This is a guest post from Sarah Faulkner. She is a homeschooling mom in Washington state. She has five kids, ages 13, 11, 9, 5, and 2.

Yesterday my son came into the house, crying. He had been swinging from the tree fort when he fell on his arm. I didn’t think it was broken since he could move his arm. I have had many kids with broken body parts, and he didn’t fit the bill: no swelling, no bruising, no disfigurement.

But he wouldn’t stop crying.  So I took him to the ER, which made me really annoyed. The whole time I kept thinking about the appointments I was having to cancel, and how much money I was wasting on a non-broken arm.  After waiting for the doctor for over an hour, I asked the nurse about just leaving.

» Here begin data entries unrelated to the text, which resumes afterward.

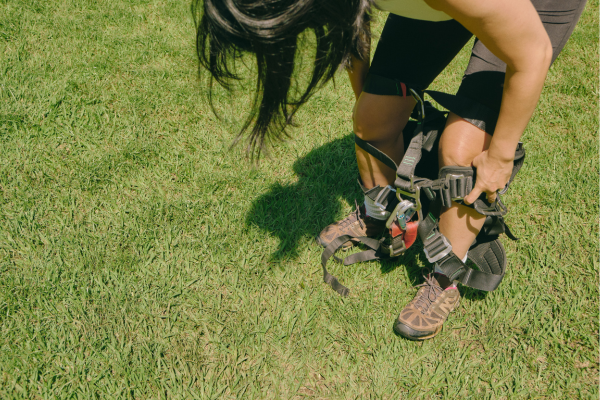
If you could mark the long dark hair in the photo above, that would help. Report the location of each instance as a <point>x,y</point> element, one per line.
<point>226,29</point>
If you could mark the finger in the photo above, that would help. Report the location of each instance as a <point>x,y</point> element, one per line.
<point>471,197</point>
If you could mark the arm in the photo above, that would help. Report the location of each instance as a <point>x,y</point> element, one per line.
<point>512,30</point>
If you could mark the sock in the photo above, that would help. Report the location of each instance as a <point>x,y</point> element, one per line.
<point>437,270</point>
<point>375,211</point>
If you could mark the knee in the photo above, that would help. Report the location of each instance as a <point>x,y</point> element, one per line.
<point>455,156</point>
<point>364,125</point>
<point>375,125</point>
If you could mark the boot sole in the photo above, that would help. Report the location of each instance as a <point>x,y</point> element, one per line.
<point>408,333</point>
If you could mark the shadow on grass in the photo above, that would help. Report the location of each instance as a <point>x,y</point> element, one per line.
<point>302,209</point>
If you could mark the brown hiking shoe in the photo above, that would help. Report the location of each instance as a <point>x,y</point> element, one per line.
<point>356,224</point>
<point>423,317</point>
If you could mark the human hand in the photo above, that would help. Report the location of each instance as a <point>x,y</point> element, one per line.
<point>492,175</point>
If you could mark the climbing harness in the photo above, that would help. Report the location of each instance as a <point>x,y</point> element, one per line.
<point>416,201</point>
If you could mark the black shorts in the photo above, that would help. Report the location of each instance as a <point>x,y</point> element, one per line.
<point>412,53</point>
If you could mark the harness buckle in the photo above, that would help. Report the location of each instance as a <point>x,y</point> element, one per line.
<point>417,200</point>
<point>438,248</point>
<point>403,212</point>
<point>458,185</point>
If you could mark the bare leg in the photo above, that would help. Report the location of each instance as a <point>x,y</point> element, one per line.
<point>379,120</point>
<point>459,144</point>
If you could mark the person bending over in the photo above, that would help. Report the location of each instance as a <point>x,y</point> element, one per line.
<point>501,86</point>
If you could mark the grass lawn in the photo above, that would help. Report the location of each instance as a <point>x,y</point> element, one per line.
<point>141,258</point>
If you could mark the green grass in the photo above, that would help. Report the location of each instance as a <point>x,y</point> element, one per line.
<point>140,258</point>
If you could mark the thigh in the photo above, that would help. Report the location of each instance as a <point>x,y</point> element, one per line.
<point>461,142</point>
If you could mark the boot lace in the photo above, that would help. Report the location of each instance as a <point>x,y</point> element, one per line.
<point>429,295</point>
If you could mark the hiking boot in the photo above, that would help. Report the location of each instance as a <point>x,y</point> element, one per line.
<point>356,224</point>
<point>423,317</point>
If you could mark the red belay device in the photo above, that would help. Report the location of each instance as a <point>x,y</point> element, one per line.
<point>420,191</point>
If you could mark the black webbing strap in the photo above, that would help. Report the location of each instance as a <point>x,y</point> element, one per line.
<point>333,247</point>
<point>455,269</point>
<point>375,152</point>
<point>438,249</point>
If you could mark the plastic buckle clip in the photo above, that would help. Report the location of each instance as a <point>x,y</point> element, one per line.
<point>417,200</point>
<point>438,248</point>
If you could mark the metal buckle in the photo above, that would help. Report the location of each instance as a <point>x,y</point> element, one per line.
<point>439,250</point>
<point>417,200</point>
<point>398,251</point>
<point>455,177</point>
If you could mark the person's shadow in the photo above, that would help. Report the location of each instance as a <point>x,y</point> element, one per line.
<point>301,210</point>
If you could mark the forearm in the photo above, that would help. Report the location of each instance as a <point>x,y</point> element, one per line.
<point>512,30</point>
<point>520,96</point>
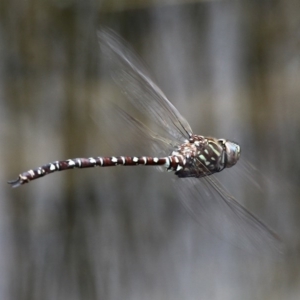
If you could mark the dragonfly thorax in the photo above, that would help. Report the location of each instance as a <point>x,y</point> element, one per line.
<point>204,156</point>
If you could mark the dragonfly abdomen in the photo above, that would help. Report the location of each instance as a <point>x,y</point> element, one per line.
<point>171,163</point>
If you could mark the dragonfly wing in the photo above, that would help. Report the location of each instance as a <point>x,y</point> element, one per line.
<point>219,213</point>
<point>141,91</point>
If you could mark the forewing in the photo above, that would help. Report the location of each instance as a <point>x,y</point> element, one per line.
<point>142,92</point>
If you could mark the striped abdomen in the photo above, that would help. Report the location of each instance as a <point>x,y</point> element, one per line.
<point>172,163</point>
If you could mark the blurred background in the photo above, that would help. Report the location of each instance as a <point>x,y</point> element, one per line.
<point>232,68</point>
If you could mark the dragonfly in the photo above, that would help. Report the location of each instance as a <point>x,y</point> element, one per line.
<point>193,158</point>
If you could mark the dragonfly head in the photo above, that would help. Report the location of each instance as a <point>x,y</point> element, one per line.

At that point his arm was feeling better.  She assured me I could leave but would have to sign papers stating I was leaving against medical advice.  I irrationally wondered if it would trigger a CPS call, and how if his arm really was broken, I would feel awful.  My time is not more important than my son’s broken arm, but my time is more important than a bad bruise.  I decided to wait.

The doctor came in and said the wrist was looking good and squeezed farther up the arm.  My son started crying again.  The x-rays confirmed I made the right choice. His arm was fractured.

It was hard to wait the 3 hours for all of this to work out. It was hard to make the choice to stay when the evidence pointed to the fact that he was fine, but it felt good knowing I made the right choice for him in the end.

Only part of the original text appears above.